One study, published in JAMA, reported that deaths from heart failure and pneumonia within 30 days of discharge have risen since the program began. “There’s a cloud over this,” said Dr. Yeh, the study’s senior author.

The readmissions program had no pilot testing before it began affecting decisions in thousands of hospitals, he noted: “Why couldn’t we have rolled this out in a way that let us evaluate it better?”

A spokeswoman for the Center Medicare and Medicaid Services, citing “deep concern” about findings of increased mortality, said in an email that the agency would thoroughly review both studies and their methodologies and conclusions “to inform any future actions.”

Reservations about the program’s claims to success, focusing on how hospitals report their statistics, had already surfaced before these latest studies.

To control for the fact that some patients are much sicker than others to begin with, Medicare uses “risk-adjusted” readmission statistics to prevent unfair penalties when higher-risk patients return to the hospital.

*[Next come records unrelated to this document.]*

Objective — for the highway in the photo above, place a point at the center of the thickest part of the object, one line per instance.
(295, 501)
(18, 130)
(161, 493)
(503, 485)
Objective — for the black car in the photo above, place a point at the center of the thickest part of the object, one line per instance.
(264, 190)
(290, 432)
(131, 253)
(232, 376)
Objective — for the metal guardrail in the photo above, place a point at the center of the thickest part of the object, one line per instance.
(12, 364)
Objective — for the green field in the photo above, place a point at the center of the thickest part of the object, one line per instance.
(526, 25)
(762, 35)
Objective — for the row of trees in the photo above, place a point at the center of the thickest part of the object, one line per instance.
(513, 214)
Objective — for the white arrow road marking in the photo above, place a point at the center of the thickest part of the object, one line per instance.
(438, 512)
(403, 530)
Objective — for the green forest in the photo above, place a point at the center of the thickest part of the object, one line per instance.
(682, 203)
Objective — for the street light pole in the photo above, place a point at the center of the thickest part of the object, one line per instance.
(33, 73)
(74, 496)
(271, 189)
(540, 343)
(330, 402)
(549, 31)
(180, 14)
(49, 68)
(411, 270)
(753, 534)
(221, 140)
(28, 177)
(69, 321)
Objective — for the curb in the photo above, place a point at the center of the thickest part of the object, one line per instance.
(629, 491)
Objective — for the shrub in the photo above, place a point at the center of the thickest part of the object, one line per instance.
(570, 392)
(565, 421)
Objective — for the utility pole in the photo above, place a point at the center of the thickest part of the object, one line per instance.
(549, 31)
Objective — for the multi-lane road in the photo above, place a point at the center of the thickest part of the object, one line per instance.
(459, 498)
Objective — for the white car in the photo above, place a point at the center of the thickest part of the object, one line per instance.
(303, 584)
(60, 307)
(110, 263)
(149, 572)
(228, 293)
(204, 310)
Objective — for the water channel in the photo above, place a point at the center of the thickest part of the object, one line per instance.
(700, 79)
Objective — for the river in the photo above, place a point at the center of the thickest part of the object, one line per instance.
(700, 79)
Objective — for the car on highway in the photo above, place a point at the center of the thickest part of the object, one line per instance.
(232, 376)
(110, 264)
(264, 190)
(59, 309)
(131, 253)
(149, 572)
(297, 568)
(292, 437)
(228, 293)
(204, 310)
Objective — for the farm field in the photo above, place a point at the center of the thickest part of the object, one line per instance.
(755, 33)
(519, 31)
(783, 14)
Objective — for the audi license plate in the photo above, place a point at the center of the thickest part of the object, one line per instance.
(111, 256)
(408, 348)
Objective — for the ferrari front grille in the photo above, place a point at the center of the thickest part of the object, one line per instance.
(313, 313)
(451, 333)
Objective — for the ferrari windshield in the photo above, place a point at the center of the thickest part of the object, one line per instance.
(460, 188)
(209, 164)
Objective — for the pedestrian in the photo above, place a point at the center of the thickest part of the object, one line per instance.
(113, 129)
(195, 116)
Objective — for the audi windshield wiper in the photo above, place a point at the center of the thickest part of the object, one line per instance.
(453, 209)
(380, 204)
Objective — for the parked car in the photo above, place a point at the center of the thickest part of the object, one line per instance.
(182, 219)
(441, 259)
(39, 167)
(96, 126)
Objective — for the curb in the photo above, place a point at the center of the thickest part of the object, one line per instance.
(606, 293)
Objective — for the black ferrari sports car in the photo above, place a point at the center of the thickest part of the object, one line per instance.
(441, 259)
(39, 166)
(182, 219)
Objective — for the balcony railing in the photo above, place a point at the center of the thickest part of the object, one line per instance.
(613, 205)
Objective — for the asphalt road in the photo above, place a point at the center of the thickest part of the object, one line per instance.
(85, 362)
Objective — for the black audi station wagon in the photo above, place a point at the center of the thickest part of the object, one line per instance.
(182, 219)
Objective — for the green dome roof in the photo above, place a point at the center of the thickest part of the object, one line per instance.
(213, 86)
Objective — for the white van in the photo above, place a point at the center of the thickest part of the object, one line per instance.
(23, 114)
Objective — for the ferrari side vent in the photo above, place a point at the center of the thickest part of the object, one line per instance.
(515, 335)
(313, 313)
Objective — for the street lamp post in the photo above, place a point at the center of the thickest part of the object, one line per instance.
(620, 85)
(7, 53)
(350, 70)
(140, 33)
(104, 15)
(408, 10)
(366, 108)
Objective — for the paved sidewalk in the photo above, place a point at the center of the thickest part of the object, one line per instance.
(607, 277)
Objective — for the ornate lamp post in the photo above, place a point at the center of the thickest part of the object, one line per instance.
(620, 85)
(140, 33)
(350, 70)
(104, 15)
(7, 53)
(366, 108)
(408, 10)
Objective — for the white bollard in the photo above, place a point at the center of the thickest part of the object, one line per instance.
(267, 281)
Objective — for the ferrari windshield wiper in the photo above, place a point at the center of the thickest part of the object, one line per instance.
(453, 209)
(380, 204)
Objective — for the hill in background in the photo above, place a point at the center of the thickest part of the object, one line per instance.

Those designing the new program expected hospitals to reduce readmissions by improving transitional care: giving discharged patients better instructions, following up with advice and referrals, perhaps providing home visits.

But a study of seven million Medicare hospitalizations suggested a more disappointing explanation. Looking at readmissions before the program, then after its announcement and implementation, the researchers noticed a distinct drop in a single month: January 2011.